日本の獣医学文献では「IBDの病態から考えて、食事の変更や抗菌薬等を用いて腸管内の抗原量を減らすことは重要」とされ、「低アレルギー性で消化性がよく、中等度に脂肪制限されていて動物の栄養要求を満たす食事が第一に推奨される」と明記されている。

しかし、海外学術文献の立場ではIBDの治療は「除外診断」が前提であり、療法食は「選択肢の一つ」と差がある。

この差の背景にある問題

  1. 診断の曖昧さ
    • 真のIBDと食物不耐性の区別が困難
    • 除外診断の過程で療法食が「治療」と「診断」を兼ねている
  2. 商業的影響
    • 日本では療法食市場が大きい
    • 獣医師にとって処方食は重要な収益源
    • 海外では生食やホームメイド食への関心が高い
  3. 治療哲学の違い
    • 海外:根本原因の特定を重視
    • 日本:症状管理を重視

実際の改善例として、「商業的(処方食を含む)食事によって引き起こされるか悪化した炎症と腸内細菌叢の変化から、多くの猫が炎症の治癒を経験している」ことが報告されている。しかし、これはフードメーカーの統計でしかない。つまり、療法食も結局は高度加工食品であり、根本的な食環境問題を解決していない可能性が高い。

IBDと療法食の関係

  • 療法食の多くは「加水分解タンパク質」や「食物アレルゲン除去」を目的に設計されている

  • しかし、個体差が非常に大きく、合う合わないが分かれる

  • エビデンスの質は低く、公的なガイドラインでは「第一選択」ではなく「選択肢の一つ」

しかしこれには大きな矛盾がある。

療法食も「フードが原因で起きた症状を“フードで抑える”」という矛盾を孕んでいる場合があるということだ。

IBD診断の複雑さが隠す根本原因

IBDの診断は「除外診断」として行われるため、「臨床医が臨床症状、除外診断、病理組織学的検査、治療の反応性などの所見を総合して判断する疾患」とされている。しかし、この複雑な診断プロセスが、実際には単純な食環境問題を複雑な疾患として捉えてしまっている可能性がある。

「従来の猫IBD治療は根本原因に対処せず、症状を治療するだけ」という指摘は重要だ。ステロイドや免疫抑制剤による対症療法では、食環境という根本原因は解決されない。

加工度による腸内細菌叢の差異

生食と加工食品の比較研究では明確な違いが確認されている。

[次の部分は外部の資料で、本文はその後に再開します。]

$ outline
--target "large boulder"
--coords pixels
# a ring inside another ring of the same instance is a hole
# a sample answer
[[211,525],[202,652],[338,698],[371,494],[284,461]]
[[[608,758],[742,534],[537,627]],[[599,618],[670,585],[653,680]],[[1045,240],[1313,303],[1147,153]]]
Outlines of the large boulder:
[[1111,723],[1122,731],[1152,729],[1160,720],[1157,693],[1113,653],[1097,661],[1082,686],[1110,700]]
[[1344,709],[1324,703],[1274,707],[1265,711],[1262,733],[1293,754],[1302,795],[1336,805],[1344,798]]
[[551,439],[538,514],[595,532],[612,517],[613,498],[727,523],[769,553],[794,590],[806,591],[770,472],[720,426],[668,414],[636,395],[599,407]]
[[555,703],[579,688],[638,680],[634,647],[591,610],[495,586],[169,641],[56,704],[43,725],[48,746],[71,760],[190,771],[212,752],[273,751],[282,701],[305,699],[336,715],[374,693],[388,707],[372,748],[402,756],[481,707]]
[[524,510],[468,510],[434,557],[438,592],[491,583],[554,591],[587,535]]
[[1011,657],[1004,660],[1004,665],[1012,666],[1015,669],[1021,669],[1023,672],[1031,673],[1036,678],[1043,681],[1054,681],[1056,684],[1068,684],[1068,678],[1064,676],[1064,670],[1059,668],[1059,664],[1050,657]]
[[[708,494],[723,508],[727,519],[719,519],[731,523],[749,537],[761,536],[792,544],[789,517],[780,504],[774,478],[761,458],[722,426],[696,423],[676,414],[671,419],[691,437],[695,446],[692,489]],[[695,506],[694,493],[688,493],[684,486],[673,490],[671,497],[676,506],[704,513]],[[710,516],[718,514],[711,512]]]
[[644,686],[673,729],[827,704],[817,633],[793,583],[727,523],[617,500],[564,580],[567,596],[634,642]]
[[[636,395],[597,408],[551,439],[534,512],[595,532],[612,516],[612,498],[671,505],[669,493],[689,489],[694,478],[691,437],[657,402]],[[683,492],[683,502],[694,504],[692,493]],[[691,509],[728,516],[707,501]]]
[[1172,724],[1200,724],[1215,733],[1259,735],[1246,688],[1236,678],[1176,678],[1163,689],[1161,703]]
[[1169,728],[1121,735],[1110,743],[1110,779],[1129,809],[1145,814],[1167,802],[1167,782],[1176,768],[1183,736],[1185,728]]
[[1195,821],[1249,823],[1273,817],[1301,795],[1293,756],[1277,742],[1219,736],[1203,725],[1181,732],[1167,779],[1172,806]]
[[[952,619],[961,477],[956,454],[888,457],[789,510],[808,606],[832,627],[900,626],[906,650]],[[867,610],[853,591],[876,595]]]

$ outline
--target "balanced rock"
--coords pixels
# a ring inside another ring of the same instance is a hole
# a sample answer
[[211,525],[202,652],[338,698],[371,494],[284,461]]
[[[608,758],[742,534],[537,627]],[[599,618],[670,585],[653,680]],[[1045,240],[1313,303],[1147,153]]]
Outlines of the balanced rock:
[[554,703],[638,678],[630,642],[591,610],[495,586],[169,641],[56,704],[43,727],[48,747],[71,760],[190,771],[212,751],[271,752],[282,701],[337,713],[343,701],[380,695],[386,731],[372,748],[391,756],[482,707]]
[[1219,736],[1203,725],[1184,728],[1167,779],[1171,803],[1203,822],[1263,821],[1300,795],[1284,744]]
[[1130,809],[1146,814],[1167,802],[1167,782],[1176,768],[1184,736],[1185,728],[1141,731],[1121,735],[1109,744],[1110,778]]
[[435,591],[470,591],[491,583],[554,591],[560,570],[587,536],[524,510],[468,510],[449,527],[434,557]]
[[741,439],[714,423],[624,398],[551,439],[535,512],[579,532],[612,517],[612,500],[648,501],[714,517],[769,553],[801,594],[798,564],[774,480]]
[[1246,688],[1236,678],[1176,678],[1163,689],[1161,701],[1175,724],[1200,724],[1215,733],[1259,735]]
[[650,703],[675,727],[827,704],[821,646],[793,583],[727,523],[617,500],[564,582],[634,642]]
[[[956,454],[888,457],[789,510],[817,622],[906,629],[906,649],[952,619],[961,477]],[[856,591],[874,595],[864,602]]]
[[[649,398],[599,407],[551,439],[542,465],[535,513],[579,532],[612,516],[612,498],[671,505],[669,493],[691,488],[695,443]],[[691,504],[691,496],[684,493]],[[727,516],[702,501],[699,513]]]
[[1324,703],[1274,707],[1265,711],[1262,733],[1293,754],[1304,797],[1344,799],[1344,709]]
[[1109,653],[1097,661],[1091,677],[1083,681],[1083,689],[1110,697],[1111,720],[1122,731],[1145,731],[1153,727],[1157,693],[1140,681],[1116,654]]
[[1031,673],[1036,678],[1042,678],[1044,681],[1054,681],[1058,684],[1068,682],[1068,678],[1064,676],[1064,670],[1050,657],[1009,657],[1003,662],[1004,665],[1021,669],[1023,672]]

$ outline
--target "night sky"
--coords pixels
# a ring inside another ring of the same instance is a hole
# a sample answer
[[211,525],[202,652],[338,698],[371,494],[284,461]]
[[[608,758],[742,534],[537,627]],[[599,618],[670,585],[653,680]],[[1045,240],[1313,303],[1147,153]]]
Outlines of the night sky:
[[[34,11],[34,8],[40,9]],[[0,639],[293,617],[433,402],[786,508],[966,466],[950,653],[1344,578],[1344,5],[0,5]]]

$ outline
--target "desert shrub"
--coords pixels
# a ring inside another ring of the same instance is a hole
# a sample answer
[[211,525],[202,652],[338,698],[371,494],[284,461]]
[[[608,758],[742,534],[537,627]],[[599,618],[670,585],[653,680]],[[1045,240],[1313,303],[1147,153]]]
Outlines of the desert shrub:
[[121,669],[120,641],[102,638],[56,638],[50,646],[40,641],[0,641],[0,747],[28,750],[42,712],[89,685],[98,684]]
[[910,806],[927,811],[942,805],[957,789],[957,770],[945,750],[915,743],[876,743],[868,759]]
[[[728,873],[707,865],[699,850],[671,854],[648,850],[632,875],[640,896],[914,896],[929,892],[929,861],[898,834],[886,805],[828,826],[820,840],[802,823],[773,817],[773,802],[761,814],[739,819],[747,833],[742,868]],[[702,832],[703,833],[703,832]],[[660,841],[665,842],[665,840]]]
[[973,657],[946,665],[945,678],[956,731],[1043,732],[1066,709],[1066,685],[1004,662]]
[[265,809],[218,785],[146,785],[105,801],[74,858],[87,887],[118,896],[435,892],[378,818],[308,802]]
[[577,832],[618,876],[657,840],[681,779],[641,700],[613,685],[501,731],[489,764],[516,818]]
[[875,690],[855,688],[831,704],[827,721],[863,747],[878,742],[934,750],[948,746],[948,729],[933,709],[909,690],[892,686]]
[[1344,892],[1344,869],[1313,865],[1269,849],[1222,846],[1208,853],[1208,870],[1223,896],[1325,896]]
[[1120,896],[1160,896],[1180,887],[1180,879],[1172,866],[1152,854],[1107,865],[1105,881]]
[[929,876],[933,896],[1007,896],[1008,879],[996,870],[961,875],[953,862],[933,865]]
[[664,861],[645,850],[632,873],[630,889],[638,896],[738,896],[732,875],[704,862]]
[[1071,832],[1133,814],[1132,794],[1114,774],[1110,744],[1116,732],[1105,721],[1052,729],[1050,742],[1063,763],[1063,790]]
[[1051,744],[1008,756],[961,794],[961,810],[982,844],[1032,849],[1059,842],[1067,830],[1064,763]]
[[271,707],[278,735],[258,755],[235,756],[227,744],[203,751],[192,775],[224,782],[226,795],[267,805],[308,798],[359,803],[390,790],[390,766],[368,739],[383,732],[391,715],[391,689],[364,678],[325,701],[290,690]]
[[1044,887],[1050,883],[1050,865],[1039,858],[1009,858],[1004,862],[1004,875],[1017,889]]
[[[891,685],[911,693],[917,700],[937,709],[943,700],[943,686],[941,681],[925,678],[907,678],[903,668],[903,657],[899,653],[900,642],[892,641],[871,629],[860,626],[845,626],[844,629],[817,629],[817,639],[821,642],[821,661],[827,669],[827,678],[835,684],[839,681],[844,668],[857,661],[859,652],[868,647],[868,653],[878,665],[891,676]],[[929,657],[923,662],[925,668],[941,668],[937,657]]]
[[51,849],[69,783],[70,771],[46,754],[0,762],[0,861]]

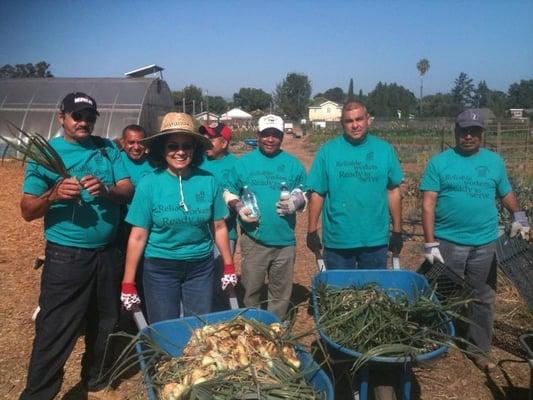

「キブル食を与えられた猫の腸内細菌叢ではPrevotella菌が豊富で、生肉食を与えられた猫ではClostridiumu菌とFusobacterium菌が豊富」という差異が報告されている。

これは、「腸内細菌叢異常は腸内細菌叢の組成変化でその機能に影響を与えるものと定義され、Enterobacteriaceae科の通性嫌気性細菌の増加が腸内細菌叢異常の特徴」という病理学的知見と一致する。

環境要因としての食事の決定的役割

現在の猫用ドライフードの最低タンパク質消化率要求は87%だが、「実験により、生の原料の総必須アミノ酸消化率は93.6〜96.7%、レンダリングされた動物飼料原料では79.2〜84.8%」という研究結果がある。これは「すべてのドライフードが除外される」レベルの差である。

さらに、「本来消化が苦手な植物由来の糖分が徐々に猫を傷つけていく仕組み」や、「肉食動物である猫に穀物主体の食事を与える」という根本的な種差を無視した現代の食環境が問題の核心にある。

結論:環境病としてのIBD

証拠は明確だ。猫のIBD「増加」は、実際の疾患増加ではなく、1960年代以降のペットフード普及、特に1980年代以降の高度加工フードの一般化によって、IBDを引き起こしやすい食環境が広範囲に普及した結果である。

人工添加物の多用、不適切な炭水化物組成、レンダリングされた低品質タンパク質、化学的栄養補償など、猫の本来の食性から大きく乖離した現代の食環境が、腸管の慢性炎症を誘発する条件を作り出している。

60%の猫が食事改善のみで症状が改善するという統計は、IBDが本質的に「環境病」「食環境病」であることを示している。これは、現代の猫が直面している最も深刻な健康問題の一つが、実は予防可能で改善可能であることを意味している。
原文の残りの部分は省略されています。